Hi, I am storing duplicate fields in my document (solution to an interesting use case). Using, _dynamic=false
, I am only indexing the one set of fields, not the duplicate ones. This helps keep my index small, but our _source is storing the duplicate data. My question is, what is the storage cost of this approach? If I'm concerned about disk usage, am I saving a ton by not indexing the duplicate fields? Is storing the duplicate fields a problem in any way? (Aside from the questionable use itself)?
What I originally wanted to do was, set the index field name to be the duplicate field name, but keep the original field name in the _source
. For example, in the example below, Text_1, Num_1, and TextLong_1 in the index store _source.name, age, and description, respectively. But the field names are different between index and _source.
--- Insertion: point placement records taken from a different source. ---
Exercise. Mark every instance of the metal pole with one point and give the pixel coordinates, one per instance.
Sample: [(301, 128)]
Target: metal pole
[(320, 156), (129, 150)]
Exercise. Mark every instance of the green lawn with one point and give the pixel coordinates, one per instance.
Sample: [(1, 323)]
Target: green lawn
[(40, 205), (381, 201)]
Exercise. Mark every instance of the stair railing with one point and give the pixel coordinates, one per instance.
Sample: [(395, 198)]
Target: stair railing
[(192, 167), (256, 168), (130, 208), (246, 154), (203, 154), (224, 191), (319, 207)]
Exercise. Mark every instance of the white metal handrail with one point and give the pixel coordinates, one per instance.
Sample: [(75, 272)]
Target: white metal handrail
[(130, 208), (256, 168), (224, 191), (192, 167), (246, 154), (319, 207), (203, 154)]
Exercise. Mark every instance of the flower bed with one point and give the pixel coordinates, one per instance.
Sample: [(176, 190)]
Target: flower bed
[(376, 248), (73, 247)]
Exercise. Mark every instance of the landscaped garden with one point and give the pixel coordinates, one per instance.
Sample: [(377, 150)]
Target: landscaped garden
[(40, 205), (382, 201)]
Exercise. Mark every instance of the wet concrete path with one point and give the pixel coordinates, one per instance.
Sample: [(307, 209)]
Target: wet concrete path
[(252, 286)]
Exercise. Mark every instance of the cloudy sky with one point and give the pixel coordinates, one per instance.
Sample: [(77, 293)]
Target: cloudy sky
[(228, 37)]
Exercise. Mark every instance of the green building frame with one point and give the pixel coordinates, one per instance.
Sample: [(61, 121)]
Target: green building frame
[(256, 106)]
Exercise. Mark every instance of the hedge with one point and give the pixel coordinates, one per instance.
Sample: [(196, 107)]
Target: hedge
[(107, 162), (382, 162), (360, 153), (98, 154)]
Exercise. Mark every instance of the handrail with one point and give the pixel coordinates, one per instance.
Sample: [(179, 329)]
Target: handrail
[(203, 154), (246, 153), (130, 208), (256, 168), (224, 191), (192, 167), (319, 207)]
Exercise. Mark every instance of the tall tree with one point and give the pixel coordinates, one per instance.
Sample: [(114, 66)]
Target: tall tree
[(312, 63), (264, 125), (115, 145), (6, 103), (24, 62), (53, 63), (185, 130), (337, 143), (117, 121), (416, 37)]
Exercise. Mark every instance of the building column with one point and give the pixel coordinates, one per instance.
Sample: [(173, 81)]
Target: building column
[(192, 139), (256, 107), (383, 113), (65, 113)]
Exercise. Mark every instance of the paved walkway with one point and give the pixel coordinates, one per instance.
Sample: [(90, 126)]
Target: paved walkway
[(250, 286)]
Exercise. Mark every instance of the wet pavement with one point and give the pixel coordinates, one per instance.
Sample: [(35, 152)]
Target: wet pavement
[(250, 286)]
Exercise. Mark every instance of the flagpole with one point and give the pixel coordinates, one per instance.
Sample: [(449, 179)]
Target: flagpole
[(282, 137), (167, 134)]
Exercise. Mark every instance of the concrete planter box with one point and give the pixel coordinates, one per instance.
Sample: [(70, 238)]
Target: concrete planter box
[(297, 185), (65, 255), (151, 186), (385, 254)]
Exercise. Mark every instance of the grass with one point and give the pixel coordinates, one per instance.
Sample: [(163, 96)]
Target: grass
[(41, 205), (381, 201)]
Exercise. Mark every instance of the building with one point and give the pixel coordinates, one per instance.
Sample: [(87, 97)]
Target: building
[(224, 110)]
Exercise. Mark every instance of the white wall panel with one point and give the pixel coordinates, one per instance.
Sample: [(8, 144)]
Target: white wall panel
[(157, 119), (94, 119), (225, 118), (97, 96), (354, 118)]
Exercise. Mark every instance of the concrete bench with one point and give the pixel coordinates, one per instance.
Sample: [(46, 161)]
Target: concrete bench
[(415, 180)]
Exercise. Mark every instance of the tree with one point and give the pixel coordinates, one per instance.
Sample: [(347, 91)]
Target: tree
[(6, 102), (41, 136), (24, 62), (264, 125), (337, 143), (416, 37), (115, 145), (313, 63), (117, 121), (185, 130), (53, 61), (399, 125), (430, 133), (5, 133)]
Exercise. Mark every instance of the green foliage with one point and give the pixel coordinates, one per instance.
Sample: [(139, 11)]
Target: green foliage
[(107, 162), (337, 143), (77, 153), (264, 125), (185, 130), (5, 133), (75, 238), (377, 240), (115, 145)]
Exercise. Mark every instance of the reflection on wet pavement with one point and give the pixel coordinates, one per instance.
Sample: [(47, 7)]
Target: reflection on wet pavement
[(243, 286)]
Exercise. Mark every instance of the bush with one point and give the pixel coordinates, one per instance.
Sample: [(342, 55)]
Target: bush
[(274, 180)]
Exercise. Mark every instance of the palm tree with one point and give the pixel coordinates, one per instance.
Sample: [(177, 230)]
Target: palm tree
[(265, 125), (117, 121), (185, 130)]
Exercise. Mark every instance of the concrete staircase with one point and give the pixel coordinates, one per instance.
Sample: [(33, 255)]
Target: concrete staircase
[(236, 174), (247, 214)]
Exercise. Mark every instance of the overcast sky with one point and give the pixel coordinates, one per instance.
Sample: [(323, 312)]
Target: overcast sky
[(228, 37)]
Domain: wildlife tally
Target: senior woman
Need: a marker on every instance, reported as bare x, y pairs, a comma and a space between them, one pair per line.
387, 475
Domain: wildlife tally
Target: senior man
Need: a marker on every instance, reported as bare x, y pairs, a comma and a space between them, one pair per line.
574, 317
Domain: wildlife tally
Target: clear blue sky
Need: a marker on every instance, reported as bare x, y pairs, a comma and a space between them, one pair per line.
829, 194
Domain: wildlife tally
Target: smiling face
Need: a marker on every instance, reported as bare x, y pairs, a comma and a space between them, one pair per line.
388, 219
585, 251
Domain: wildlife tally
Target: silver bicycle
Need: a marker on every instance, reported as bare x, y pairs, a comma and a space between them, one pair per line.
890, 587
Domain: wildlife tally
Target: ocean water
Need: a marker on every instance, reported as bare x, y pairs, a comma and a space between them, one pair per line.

The only way to do this, it seems, is with field alias, which we've investigated, and it does not git with what we're trying to do.
Example
Index:
{
"settings" : {
"number_of_shards" : 1
},
"mappings" : {
"dynamic": false,
"properties" : {
"Text_1" : { "type" : "text" },
"TextLong_1" : { "type" : "text" },
"Num_1" : { "type" : "integer" }
}
}
}
Index Document in Elastic Search
{
"DocType": "Doc1",
"name" : "my name goes here",
"Text_1" : "my name goes here",
"age": 21,
"Num_1": 21,
"description": "Doc 1 description, age is 21"
"TextLong_1": "Doc 1 description, age is 21"
}
Retrieve Document from Index
{
"_index":"fieldtestdynamic",
"_type":"_doc",
"_id":"1",
"_version":1,
"_seq_no":0,
"_primary_term":2,
"found":true,
"_source":{
"Text_1":"my name goes here", **# Indexed**
"TextLong_1":"Doc 1 description, age is 21", **# Indexed**
"Num_1":21, **# Indexed**
"DocType":"Doc1", **# Indexed**
"name":"my name goes here",
"description":"Doc 1 description, age is 21",
"age":21
}
}